Moving with a Pet

If you are like us, your pet is a member of your family.  However, it is harder to explain to a pet than a child that the family is moving to a new home.  Moving with a pet can be stressful—not just for you, but also for your animal.  Green Valley Moving is here to help you reduce your pet’s worry during your move, as well as ensure the safety of your four-legged family during the journey.

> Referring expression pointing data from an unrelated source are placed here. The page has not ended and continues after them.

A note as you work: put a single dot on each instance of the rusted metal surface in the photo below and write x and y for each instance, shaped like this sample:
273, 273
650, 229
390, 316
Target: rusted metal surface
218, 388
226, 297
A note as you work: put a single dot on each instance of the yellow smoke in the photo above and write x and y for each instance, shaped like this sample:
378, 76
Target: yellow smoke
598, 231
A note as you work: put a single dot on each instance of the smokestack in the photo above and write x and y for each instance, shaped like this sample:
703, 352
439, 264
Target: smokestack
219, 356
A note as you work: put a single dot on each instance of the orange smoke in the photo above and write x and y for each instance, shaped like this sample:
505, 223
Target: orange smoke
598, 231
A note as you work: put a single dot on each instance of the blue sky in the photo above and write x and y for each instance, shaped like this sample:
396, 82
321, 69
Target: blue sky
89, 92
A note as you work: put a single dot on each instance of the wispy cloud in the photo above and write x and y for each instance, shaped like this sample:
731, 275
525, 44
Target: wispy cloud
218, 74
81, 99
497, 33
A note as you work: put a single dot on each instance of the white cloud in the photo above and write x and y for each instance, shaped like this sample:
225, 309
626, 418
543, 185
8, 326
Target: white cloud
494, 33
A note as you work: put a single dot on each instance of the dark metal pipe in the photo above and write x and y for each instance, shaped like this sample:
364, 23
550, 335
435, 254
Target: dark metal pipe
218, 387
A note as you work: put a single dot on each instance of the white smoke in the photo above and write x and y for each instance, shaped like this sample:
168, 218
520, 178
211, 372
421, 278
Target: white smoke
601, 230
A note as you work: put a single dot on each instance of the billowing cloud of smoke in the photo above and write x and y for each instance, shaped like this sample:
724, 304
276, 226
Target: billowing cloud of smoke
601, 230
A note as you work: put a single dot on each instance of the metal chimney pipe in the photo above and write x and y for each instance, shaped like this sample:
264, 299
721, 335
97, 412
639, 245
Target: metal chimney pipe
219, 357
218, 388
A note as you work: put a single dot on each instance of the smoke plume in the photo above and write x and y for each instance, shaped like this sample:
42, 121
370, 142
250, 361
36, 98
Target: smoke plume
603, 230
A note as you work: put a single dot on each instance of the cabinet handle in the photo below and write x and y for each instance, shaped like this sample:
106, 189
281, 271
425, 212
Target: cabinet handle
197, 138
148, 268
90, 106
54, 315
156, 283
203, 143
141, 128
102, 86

Brewster, the Green Valley Mascot

Fender, the Marketing Guru

How to Reduce Your Pet's Stress

During Packing

This goes without saying, but the easiest way to not fret your pet is to have it at another location (such as a friend’s house or kennel) when the moving company comes for packing or pick-up.  Strangers being in your home and disturbing your belongings can be a huge trigger for animals, especially dogs.  A protective pet can also be a safety hazard for your movers.

If you are packing yourself, this can also be surprisingly stressful for pet (especially if it has moved before).  As you pack, reassure your pet and take small breaks to play with toys, feed snacks, and go for walks or exercise.  1-on-1 attention can be comforting for your four-legged family and reduce the worry that “mom/dad is leaving me.”

Some animals are naturally more anxious, and talking to a veterinarian about medicinal help may be a good idea.  Some pets lose interest in food and water when stressed, so being proactive can be a matter of health or sickness for your pet.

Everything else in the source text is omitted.